Quick Start — Try Colibri

Status: Phase 0 at 100% on non-deferred tasks (28/28 shipped as of R75 Wave I — 2026-04-18). P0.5.1/P0.5.2 shipped as δ library-only stubs per ADR-005 §Decision (PR #149 scoring, PR #150 fallback); full multi-model routing lands Phase 1.5. The MCP server boots over stdio and registers 14 tools at a22dd23e. This page describes the live Phase 0 surface.


Five-minute orientation

Colibri = a TypeScript MCP server (stdio) that:

  • Executes tasks through the formal 8-state β FSM: INIT → GATHER → ANALYZE → PLAN → APPLY → VERIFY → DONE, plus CANCELLED from any state. Enforced in the β state machine (src/domains/tasks/state-machine.ts) — task_update accepts a status field and routes it through the FSM; illegal transitions are rejected.
  • Runs on Claude only in Phase 0. The δ model-router ships as library-only stubs in Phase 0 per ADR-005 §Decision — constant scoring (always Claude) + single-member fallback chain (Claude). Full multi-model scoring, N-member fallback, and circuit breaker land in Phase 1.5.
  • Records every decision as a hash-chained ζ audit trail — SHA-256 linked thought_records verified by audit_verify_chain.
  • Seals work into a Merkle η proof storemerkle_finalize builds the tree, merkle_root returns the root hash.
  • Does not spawn sub-agents via MCP. Sub-agents in Phase 0 are spawned with the Task tool (Claude’s built-in sub-agent dispatch) into .worktrees/claude/<task-slug> feature worktrees. The donor agent_spawn / agent_status / agent_list tools and the entire src/domains/agents/ target are deferred to Phase 1.5 per ADR-005.

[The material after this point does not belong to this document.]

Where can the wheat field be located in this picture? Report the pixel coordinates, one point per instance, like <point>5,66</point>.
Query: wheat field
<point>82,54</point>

For whom? Teams running multi-step agentic workflows who need accountability and memory. Not a chatbot. Highly opinionated orchestration runtime.

What ships in Phase 0? 14 MCP tools over stdio (R74.5 planned 19; 5 were closed/struck/deferred during implementation and 1 was added). See the next section.


What Phase 0 delivers — the 14-tool shipped surface

After Phase 0 Waves A–I (28/28 tasks shipped; 100% on non-deferred work), the server exposes these 14 tools across five concept letters. ADR-004 (R74.5 originally planned 19; R75 Wave H amendment reconciles the count to what actually shipped; Wave I did not add tools — δ stubs are library-only).

β Task Pipeline — 5 tools

  • task_create — Create a task (returns task_id, initial state INIT)
  • task_list — List tasks with filters (status, priority, owner, tag) and pagination
  • task_get — Get a single task by id with full fields
  • task_update — Partial update of mutable fields (description, priority, progress, owner, tags). Accepts status and routes transitions through the β state machine (src/domains/tasks/state-machine.ts) — illegal transitions rejected with ERR_INVALID_TRANSITION. No separate task_transition tool exists in Phase 0 (merged during P0.3.4).
  • task_next_actions — Return unblocked tasks in priority order

ζ Decision Trail — 4 tools (axis closed in Wave G)

  • audit_session_start — Open a proof-grade session (returns session_id)
  • thought_record — Append a hash-chained decision row (thought_type: plan | decision | analysis | reflection | …)
  • thought_record_list — Read the thought chain for a session
  • audit_verify_chain — Verify the SHA-256 chain from session start to tip (shipped Wave G, P0.7.3)

η Proof Store — 2 tools (axis complete in Wave F)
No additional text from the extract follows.